Maybe it was best not to examine my decision-making skills. I pulled the peculiar goggles down over my eyes, their leather seals snug. “Are you ready?”
“I have said I am ready.” But her arms tentatively circled my waist, then she pulled close, pressing her shoulders to my back. I grabbed the handholds on the harness with my gloved hands and thought, Fly!
Yuánchi’s weight shifted. We rose frighteningly high, then I realized that he had simply gotten to his feet.
His wings unfolded, and most of the village and forest vanished.
On both sides was dark blue sky and an endless expanse of poised scarlet.
His head and neck extended, and his body tilted, sinking into his haunches like a horse preparing to leap.
I sensed living muscle under my legs drawing tight like a bow.

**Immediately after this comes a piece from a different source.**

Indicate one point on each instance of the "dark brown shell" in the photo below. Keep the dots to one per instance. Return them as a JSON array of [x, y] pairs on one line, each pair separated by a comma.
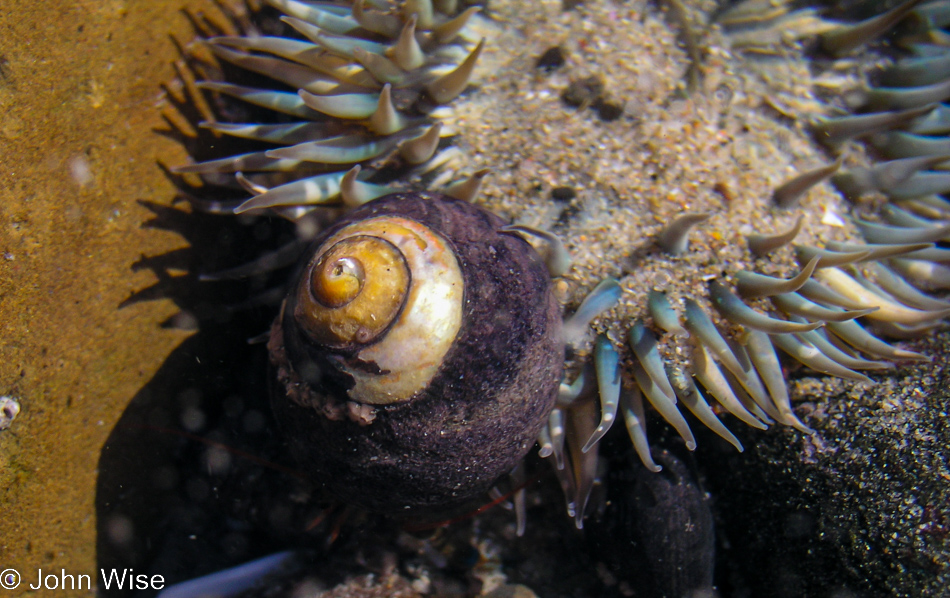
[[481, 412]]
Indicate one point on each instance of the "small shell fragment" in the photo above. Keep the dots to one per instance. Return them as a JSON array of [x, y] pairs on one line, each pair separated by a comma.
[[9, 409]]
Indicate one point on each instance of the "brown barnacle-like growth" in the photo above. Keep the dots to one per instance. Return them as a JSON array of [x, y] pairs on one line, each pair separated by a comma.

With spectacularly poor timing, I remembered something. Did you not say you needed to launch from a ridge—
I was slammed toward my seat. My chin clunked my breast while I pushed with my arms to avoid smashing face-first into dragon scales.
Mary’s death-tight grip around my waist helped, bracing us in a triangle.
Weight surged weirdly. Rotated. I floated up against the lap belt, weightless, then smacked the seat again.
The sky had broken loose of reality, the horizon slipping sideways at an incredible angle.
That must be illusion, as I was being jammed ferociously into the saddle.